Podemos dizer que há um preconceito de idade constituído por muitas ideias erróneas, estereótipos positivos e negativos, sobre o envelhecimento.
As pessoas mais velhas são vistas, em geral, como “cansadas, têm pouca coordenação e são propensas a infecções e acidentes, que a maioria delas vive em instituições ou passa a maior parte do tempo na cama, que elas não conseguem se lembrar nem aprender, não têm interesse em relacionamentos sexuais, estão isoladas dos outros e dependem da televisão e do rádio, não usam seu tempo de maneira produtiva, e são rabugentas, autopiedosas, facilmente irritáveis e mal-humoradas”.
Por outro lado, os estereótipos positivos, que retratam esta idade como “idade de ouro e de paz na qual as pessoas colhem os frutos do trabalho de toda uma vida ou desfrutam de uma segunda infância despreocupada vivida ociosamente no campo de golfe ou na mesa de cartas não são mais precisos ou tampouco proveitosos.” (Diane E. Papalia e Sally W. Olds, Desenvolvimento humano)
Os esforços para combater o preconceito da idade estão a progredir devido aos casos de notoriedade de adultos idosos activos e saudáveis*.
A crítica social começa a ser mais frequente.
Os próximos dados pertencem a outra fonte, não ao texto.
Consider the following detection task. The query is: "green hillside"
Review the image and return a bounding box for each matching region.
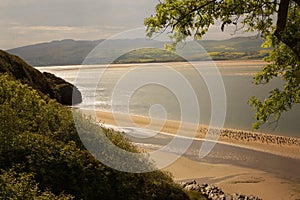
[8,37,269,66]
[0,51,202,200]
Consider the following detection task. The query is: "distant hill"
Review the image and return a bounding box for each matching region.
[8,37,269,66]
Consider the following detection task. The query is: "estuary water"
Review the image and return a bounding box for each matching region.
[37,61,300,137]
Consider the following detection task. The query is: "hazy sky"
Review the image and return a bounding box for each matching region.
[0,0,253,49]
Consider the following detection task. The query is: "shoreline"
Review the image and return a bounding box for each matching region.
[80,110,300,159]
[81,110,300,200]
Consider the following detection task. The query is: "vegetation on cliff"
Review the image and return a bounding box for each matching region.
[0,75,188,199]
[0,50,82,105]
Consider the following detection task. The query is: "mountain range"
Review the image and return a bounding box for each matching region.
[7,37,269,66]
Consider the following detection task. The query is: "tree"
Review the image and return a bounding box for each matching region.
[145,0,300,129]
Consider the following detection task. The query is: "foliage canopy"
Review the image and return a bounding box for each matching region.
[145,0,300,128]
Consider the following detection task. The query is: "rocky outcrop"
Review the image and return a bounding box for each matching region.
[0,50,82,105]
[43,72,82,105]
[181,180,261,200]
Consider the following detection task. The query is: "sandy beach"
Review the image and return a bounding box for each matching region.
[79,110,300,199]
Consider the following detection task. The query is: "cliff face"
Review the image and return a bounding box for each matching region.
[0,50,82,105]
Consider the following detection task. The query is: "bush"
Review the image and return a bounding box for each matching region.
[0,75,188,199]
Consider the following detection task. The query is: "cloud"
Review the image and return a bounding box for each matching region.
[0,0,158,49]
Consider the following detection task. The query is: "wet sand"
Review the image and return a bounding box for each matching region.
[84,110,300,159]
[79,110,300,199]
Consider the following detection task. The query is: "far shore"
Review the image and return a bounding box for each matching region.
[82,110,300,159]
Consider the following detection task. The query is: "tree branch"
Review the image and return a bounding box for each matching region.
[274,0,300,59]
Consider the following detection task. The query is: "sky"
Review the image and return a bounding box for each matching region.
[0,0,253,50]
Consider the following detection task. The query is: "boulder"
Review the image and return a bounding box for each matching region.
[0,50,82,105]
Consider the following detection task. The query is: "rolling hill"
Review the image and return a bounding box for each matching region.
[8,37,269,66]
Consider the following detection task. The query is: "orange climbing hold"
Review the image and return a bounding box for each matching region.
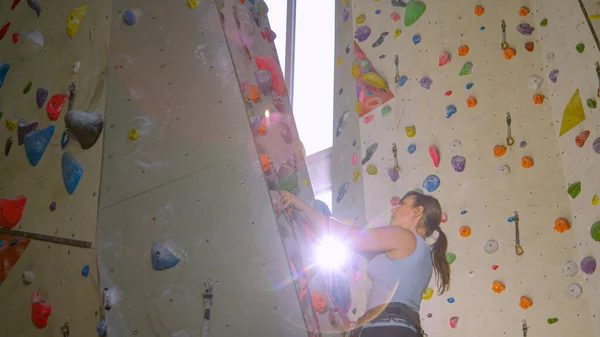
[458,44,469,56]
[519,296,533,310]
[554,218,571,233]
[494,145,506,158]
[492,281,506,294]
[521,156,533,168]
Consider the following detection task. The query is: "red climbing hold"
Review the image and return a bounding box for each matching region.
[31,291,52,329]
[0,21,10,41]
[0,195,27,229]
[46,94,68,121]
Como no caso em que foi reduzida a indemnização a pagar a uma mulher vítima de um erro médico, por se entender que o sexo não é tão importante aos 50 anos como em idades mais jovens.
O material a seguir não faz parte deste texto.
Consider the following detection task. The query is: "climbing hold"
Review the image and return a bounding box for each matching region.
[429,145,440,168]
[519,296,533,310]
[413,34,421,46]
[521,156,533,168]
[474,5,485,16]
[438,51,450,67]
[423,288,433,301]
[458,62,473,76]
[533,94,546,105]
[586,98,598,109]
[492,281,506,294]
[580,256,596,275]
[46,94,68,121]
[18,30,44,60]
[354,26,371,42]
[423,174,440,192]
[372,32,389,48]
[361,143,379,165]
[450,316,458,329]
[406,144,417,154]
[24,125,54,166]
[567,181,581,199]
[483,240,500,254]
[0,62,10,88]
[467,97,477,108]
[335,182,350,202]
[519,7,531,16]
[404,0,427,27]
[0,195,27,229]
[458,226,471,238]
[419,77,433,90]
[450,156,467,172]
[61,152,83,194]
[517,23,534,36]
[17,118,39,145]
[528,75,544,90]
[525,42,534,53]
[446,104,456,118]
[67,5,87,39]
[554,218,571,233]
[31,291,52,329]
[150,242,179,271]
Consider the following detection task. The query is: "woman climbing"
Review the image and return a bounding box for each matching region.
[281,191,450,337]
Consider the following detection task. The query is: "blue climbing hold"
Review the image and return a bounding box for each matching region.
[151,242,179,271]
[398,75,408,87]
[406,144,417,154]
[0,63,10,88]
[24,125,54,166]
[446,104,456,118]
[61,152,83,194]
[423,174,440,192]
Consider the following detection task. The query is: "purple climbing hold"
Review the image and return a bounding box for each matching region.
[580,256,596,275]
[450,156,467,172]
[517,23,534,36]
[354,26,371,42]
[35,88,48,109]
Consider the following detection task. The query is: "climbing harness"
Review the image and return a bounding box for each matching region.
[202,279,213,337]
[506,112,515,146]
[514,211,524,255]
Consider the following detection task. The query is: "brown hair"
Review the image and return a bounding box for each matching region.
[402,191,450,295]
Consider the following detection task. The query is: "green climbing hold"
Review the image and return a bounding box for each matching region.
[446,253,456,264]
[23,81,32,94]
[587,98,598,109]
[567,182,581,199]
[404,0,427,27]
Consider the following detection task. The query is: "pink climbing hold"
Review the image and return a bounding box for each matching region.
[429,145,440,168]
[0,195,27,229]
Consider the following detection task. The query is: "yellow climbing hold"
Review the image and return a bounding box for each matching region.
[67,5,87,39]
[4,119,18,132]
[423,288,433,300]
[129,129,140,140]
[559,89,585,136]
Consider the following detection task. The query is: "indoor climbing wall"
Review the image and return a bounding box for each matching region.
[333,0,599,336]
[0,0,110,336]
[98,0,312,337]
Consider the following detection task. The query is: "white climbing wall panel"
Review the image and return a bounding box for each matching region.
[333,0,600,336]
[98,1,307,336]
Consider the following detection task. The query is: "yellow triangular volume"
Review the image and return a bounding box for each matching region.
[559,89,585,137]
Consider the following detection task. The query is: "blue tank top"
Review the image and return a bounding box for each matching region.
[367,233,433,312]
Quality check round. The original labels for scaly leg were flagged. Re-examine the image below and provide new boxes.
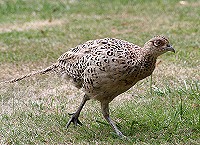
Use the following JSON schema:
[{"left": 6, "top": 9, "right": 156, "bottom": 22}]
[
  {"left": 66, "top": 95, "right": 89, "bottom": 128},
  {"left": 101, "top": 102, "right": 126, "bottom": 138}
]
Por outro lado, devíamos saber mais do desenvolvimento humano e, neste caso, do desenvolvimento das pessoas idosas.
Na realidade a última etapa da vida é muito diversificada em termos individuais mas, mesmo assim, podemos distinguir três períodos (Diane E. Papalia e Sally W. Olds, idem) :
o dos velhos jovens - de 65 a 74 anos,
o dos velhos velhos - de de 75 a 84 anos,
e o dos velhos mais velhos - de 85 anos ou mais.
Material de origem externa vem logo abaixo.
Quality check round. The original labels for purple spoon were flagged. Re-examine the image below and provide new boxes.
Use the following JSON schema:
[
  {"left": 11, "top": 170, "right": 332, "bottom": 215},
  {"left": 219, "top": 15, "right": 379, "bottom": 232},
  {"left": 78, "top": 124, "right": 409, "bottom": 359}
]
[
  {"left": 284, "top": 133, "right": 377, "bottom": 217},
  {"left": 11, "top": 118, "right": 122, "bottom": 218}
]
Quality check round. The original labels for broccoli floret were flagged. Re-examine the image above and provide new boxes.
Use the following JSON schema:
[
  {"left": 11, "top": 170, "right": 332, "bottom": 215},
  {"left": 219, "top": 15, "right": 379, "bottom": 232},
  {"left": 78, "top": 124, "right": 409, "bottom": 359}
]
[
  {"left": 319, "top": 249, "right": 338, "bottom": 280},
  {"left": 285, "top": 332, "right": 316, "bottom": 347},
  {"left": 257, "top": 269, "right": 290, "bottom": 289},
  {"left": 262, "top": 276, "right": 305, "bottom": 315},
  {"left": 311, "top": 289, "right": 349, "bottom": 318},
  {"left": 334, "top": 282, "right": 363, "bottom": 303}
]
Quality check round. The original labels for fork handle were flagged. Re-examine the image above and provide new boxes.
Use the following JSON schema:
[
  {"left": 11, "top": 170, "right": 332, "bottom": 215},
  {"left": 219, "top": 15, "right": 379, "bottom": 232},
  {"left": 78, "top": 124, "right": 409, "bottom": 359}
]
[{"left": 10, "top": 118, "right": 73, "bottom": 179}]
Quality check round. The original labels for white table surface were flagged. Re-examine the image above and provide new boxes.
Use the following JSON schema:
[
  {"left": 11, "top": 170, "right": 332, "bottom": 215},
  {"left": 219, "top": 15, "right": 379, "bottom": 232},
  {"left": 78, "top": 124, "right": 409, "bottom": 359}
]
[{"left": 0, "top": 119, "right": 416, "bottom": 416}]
O envelhecimento é um processo natural dos seres humanos, dinâmico, progressivo e irreversível e está ligado a factores fisiológicos, ficando o sistema nervoso central cada vez mais comprometido **. Com o envelhecimento, o ser humano apresenta também mudanças psicológicas: perda da auto-estima, alterações nos papéis sociais, perdas afectivas, principalmente de familiares, perda de autonomia, perda da independência e do poder de decisão; isolamento...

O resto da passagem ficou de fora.